Photo City is about decay as well. People in Rochester you may or may not know, talking about Kodak’s glory days. And then the decline. Photographer Max Schulte is prominent early on, ruminating on photojournalism. Frank de Blase and his wife Deb Jones are in the living room of their home, where Frank is shooting photos of a nude woman, offering hilarious and self-deprecating philosophies of cheesecake. Ó Murchú and Murphy follow Rochester photographers into crumbling neighborhoods and homeless shelters and to a tent city beneath a downtown bridge underpass, recording images of destitute Americans eating pizza.

They interview Joseph Morinelli and his father in an empty parking lot outside of one of the now-silent Kodak buildings. Joseph Sr. worked there for decades.

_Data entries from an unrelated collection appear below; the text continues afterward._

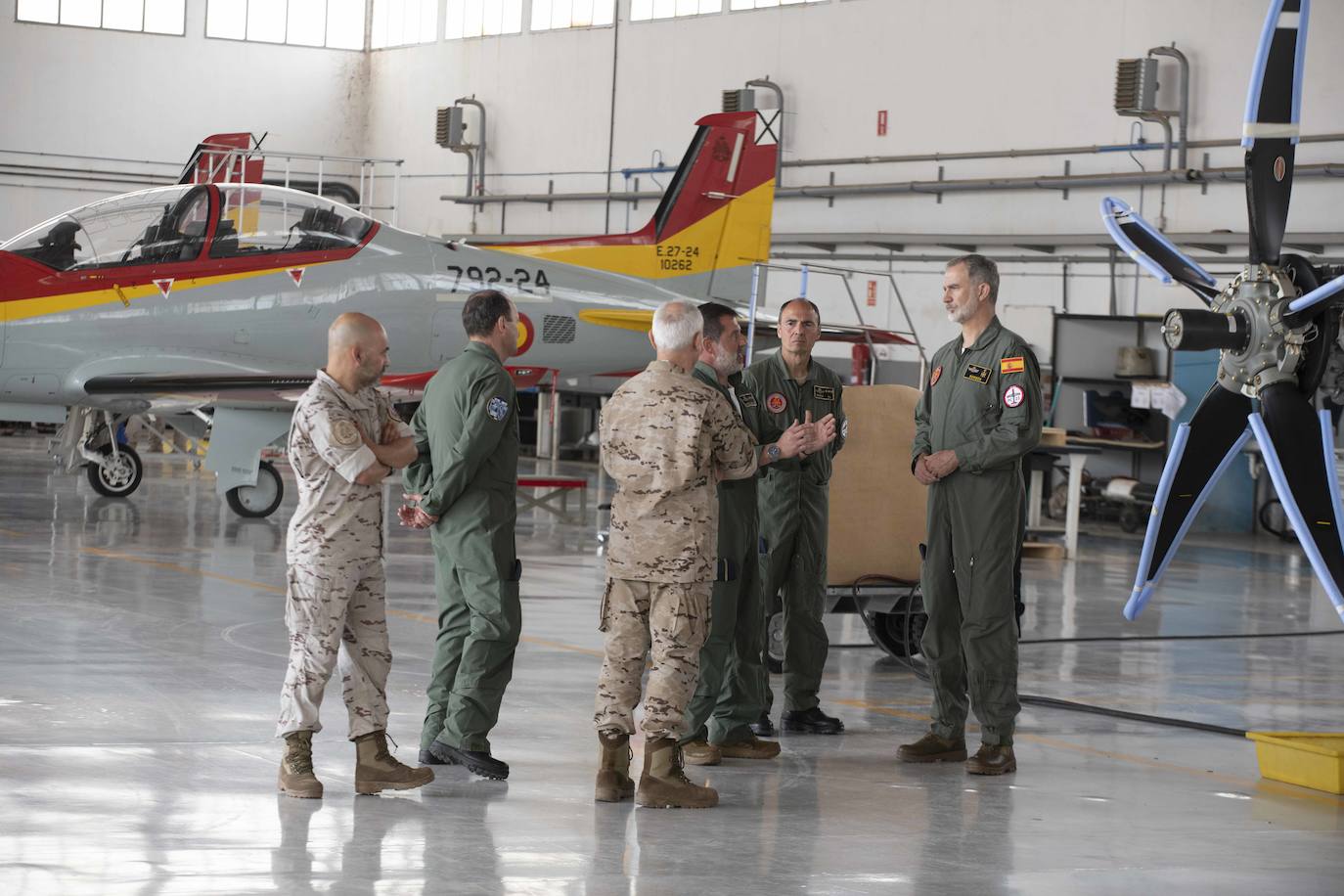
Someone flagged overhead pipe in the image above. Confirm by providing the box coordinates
[1147,44,1189,170]
[746,75,784,192]
[453,96,485,197]
[441,162,1344,205]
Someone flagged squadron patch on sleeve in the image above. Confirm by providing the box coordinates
[332,418,359,447]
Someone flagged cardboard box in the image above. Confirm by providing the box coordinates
[827,385,927,584]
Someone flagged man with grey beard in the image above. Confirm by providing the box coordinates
[682,302,816,766]
[896,255,1042,775]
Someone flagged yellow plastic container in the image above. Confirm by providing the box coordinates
[1246,731,1344,794]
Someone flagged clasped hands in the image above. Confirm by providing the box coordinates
[916,449,961,485]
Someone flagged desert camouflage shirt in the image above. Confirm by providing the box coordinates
[603,361,757,583]
[285,371,411,571]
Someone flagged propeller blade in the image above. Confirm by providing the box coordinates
[1100,197,1218,305]
[1251,382,1344,620]
[1125,382,1251,619]
[1242,0,1311,265]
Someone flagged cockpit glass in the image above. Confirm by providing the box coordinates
[0,186,209,271]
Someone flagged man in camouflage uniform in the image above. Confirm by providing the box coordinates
[276,314,434,798]
[741,298,847,735]
[398,289,522,780]
[593,299,757,809]
[896,255,1042,775]
[682,302,815,766]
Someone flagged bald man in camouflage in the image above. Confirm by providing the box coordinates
[276,314,434,798]
[593,299,757,809]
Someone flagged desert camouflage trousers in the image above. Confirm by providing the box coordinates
[276,559,392,740]
[593,579,712,739]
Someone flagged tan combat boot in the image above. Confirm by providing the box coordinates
[280,731,323,799]
[719,735,780,759]
[896,731,966,762]
[635,738,719,809]
[593,731,635,803]
[682,740,723,766]
[966,744,1017,775]
[355,731,434,794]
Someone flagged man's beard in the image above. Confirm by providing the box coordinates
[714,342,741,377]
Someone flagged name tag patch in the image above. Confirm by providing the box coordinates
[963,364,989,382]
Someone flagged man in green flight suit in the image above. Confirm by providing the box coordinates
[682,302,815,766]
[896,255,1042,775]
[398,289,522,780]
[741,298,847,737]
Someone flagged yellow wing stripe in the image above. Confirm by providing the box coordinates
[579,307,653,334]
[482,174,774,280]
[0,262,331,321]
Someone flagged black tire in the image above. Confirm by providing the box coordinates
[224,461,285,519]
[765,605,784,676]
[866,607,928,659]
[85,445,145,498]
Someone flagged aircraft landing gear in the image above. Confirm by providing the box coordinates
[224,461,285,518]
[85,445,145,498]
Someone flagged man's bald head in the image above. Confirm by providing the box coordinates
[327,312,387,391]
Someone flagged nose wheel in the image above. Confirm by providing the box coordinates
[224,461,285,518]
[85,445,145,498]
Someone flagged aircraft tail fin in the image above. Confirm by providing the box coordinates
[482,112,780,303]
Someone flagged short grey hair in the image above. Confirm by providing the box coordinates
[653,298,704,352]
[948,254,999,302]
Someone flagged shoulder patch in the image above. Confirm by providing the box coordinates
[961,364,991,382]
[332,417,359,447]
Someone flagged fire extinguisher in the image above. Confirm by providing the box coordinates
[849,342,873,385]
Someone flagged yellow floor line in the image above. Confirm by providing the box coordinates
[836,699,1344,807]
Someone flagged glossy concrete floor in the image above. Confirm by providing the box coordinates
[0,436,1344,895]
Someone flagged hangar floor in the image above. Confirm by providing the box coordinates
[0,436,1344,896]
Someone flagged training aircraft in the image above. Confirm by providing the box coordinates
[1100,0,1344,619]
[0,112,906,515]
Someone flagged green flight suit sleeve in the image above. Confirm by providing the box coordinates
[830,382,849,457]
[910,355,939,472]
[951,342,1042,472]
[420,370,515,515]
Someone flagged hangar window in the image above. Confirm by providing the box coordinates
[532,0,615,31]
[368,0,437,50]
[205,0,367,50]
[15,0,187,35]
[729,0,830,10]
[630,0,723,22]
[443,0,522,40]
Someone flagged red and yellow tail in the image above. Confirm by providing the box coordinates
[482,112,779,302]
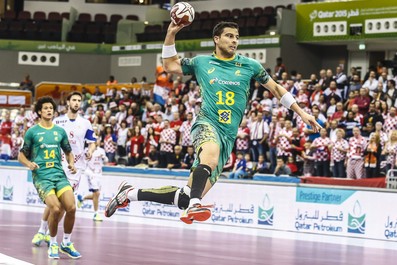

Joseph Jr. plays guitar in Joywave, a Rochester rock band that tours the world. Wherever it goes, the band makes sure people understand it’s not just from New York, but from Rochester, and all that comes with that. All five of the guys in Joywave have connections to Kodak through their families. Joywave writes songs influenced by Kodak, and growing up within sight of those smokestacks, in homes that depended on Kodak paychecks.

Ó Murchú and Murphy aren’t intrusive, they gently back into the story of each character. At one point they’re talking to a guy. Only after a few moments does the audience understand that this is Steve Sasson. Hey! He’s the Kodak employee who created much of the technology that became digital photography. During breaks in his work day. Digital killed the film industry. But it’s not Sasson’s fault. He showed his new ideas to his bosses. As he says in Photo City, they didn’t ask: How? They asked: Why?

There are images of racism, yes. Local filmmaker Carvin Eisen discusses that in the film, and the Rochester riots of 1964. And he was at the post-film talkback the first night of the showing at The Little, asking a hard question: Was it really necessary to show a photo of a black woman, lynched, dangling from a railroad bridge over a river, the bridge lined with dozens of white people celebrating their accomplishment?

Yes, Ó Murchú and Murphy said. The photo wasn’t exploitation. Photography is a serious art, it speaks uncomfortable truths. In fact, The King showed two different images of black people who had been lynched. Those photos are a shocking truth. Black Lives Matter has a much longer history than Ferguson, Missouri.

The tone of Photo City is often depressing. Yet it closes on an unexpectedly upbeat note, as hundreds of the city’s residents gather downtown one evening to be a part of “The Big Picture.” A photo of Kodak tower lit at night.

Is Rochester a photographer’s town? It is “generally true,” Murphy says. But that picture is evolving.

“It’s really changed in the 18 months since we shot the film,” Murphy says as the wood-fired pizzas disappeared. “A lot of the buildings, they’re kinda gone. Kodak has that big MCC sign on it now. And we’ve noticed a lot more people downtown, just walking around.”

The two filmmakers had never been to Rochester until they made a film about it. Murphy said they were expecting to find people expressing anger and frustration at Kodak. Yet, “Everyone we met was incredibly proud of the town.”

“The more people you meet,” Ó Murchú adds, “you get a better sense of the city.”